For those of you that have stopped and asked how we are doing, I cannot thank you enough!

I finally headed home, washed up, and crawled back in to my bed.

The next morning as I was checking on things I drove by the accident site and just on the other side of the fence was the calf’s mama. She was looking for her baby but couldn’t find it. Again, I know exactly how she felt. I don’t know how many times I have tried looking for Ben this past year.

My cowboy and I spoke on the phone and he asked me to do another awful ranch wife duty and that was to hook on to the dead calf and get it nearer to its mama, because if I didn’t she might go through the fence to get to her baby. Cows generally don’t let three strands of barbed wire stand between them and their calf. She was more than willing to tear her own flesh to get back with her baby. What mama wouldn’t walk through “the fire” to be with her baby? Again, I understood the sentiment. 

I completed my task and finished the rest of the 6,000,000 chores. One more time we had to drive by the site of mama and her dead calf and this time there was a coyote already on the prowl ready to devour that calf when the mama walked away.

Again, this is just like the devil and how he prowls and is ready to pounce on the thoughts of our grieving mind. If I had my .270 with me I would have shot that coyote square between the eyes. This is what we must do when the enemy attacks. We must attack those thoughts square with the word of God.

This story was awful.

And hard to live out.

So is my journey of grief.

I recently put together a message titled “What Lens are You Looking Through?” and the heart of the message was “the lens we look through must be the truth of God’s Word and the truth of God’s character, not our experiences.” 

“The lens we look through must be the truth of God’s Word, and the truth of God’s character, not our experiences.” 

My experience can make me think that God is not good. The truth of his character is that he IS good.

My experience can make me think that God is not kind. The truth of his character is that he IS kind.

My experience can make me think that God is not merciful. The truth of his character is that he IS merciful.

My experience can make me think that God is not loving. The truth of his character is that he IS loving.

We must look at God’s character through the lens of the cross. God showed his greatest goodness, kindness, mercy and love when he sacrificed his son, Jesus, for us. 

In two days, on June 27, 2022 we mark the fact that we have lived without Ben for an entire year. I have zero idea how that is even possible. This is a life sentence with no parole, but I know beyond a shadow of a doubt that a good, kind, merciful, and loving God is going to walk with me during this journey.

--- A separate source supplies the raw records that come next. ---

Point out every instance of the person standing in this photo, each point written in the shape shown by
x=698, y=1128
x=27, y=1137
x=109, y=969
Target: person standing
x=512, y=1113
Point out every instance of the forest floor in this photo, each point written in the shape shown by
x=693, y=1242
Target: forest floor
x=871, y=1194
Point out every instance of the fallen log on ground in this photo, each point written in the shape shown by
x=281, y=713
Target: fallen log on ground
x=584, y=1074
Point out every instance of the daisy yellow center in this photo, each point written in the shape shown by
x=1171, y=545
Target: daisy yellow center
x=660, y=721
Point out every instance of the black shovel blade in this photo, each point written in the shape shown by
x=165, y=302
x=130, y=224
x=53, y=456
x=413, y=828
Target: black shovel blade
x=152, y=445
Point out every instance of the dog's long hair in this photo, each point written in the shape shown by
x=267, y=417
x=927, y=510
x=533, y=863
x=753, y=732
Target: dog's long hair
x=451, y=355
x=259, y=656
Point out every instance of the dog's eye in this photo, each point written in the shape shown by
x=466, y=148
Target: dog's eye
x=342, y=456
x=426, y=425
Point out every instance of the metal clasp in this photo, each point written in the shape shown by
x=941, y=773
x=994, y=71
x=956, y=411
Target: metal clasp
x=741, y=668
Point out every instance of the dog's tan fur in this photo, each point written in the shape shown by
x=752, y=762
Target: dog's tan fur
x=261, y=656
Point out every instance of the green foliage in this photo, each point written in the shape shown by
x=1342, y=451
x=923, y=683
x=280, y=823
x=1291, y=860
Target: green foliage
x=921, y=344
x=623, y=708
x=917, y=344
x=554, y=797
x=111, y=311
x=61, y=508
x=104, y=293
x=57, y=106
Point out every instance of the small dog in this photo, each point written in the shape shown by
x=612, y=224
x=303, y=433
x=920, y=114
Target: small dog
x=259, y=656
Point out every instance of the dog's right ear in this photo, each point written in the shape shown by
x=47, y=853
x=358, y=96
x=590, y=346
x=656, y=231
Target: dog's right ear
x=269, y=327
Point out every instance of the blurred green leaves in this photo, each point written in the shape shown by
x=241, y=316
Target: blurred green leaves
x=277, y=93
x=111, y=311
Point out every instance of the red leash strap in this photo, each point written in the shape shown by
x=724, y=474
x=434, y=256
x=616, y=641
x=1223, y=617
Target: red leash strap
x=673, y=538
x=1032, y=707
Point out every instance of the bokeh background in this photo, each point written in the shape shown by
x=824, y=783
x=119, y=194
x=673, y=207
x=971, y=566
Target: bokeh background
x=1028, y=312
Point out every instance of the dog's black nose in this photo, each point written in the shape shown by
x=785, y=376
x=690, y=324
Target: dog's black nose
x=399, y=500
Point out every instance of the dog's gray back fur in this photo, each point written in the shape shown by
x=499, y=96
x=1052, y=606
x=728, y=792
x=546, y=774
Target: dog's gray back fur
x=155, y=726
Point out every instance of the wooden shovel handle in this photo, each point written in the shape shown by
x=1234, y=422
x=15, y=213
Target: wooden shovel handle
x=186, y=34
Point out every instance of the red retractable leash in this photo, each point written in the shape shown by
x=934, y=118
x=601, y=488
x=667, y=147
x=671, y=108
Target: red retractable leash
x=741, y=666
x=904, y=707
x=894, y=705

Our family chooses to continue to follow Jesus not because life is easy, but because we want to spend eternity with Him, and Ben, and all those we love that have been called before us. 

The last words of Scripture that my baby boy heard come out of my mouth was most of the book of Ephesians, but the final verse was Eph. 6:19-20, “Pray also for me, that whenever I open my mouth, words may be given me so that I will fearlessly make known the mystery of the gospel, for which I am an ambassador in chains. Pray that I may declare it fearlessly as I should.”

Since I still have breath in my lungs, it means I still have purpose on this earth, and I pray that by “the blood of the Lamb and Word of our testimony” (Rev. 12:11) that we are fearlessly making known the mystery of the gospel (Eph. 2:19).